The difference is that Redmond will likely attack the market through hardware partners like Hewlett-Packard and Acer, rather than introduce a Microsoft-branded device. Indeed, CEO Steve Ballmer demonstrated a prototype HP tablet powered by Windows 7 earlier this month at the Consumer Electronics Show in Las Vegas.
"It's almost as portable as a phone, and as powerful as a PC running Windows 7," Ballmer said at the time. "This emerging category of PCs really should take advantage of the touch and mobility capabilities of Windows 7," he said.
While Microsoft has not announced release dates or prices for tablet PCs, company executives have left little doubt that Windows-powered tablets are coming.
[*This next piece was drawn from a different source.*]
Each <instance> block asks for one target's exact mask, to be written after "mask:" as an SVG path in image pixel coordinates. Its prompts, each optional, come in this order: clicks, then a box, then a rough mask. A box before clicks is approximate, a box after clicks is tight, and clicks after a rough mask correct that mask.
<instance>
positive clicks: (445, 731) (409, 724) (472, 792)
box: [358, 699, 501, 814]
"We started with desktops and laptops, but we added notebooks, now we're adding tablets," said Microsoft Entertainment and Devices division president Robbie Bach, also speaking at CES. "At the high end you add all-in-ones, then you add game machines," said Bach.
"I think the tablet phenomenon is an opportunity," said Bach.
Microsoft may have a leg up in the tablet market in that its current OS, Windows 7, features built-in support for the touch screen capabilities that are mandatory on tablets, given their lack of keyboards and constrained screen real estate.
For its part, Apple is likely to use the same touch-screen OS software that powers the iPhone and iPod on its tablet.
Apple has scheduled a press conference in San Francisco Wednesday, during which it's expected CEO Steve Jobs will announce Apple's tablet. Whether the device is called iTablet, or some other moniker, remains to be seen.
Apple is slated to report quarterly earnings after markets close Monday. Apple shares were up 1.8%, to $201.30, in midday trading.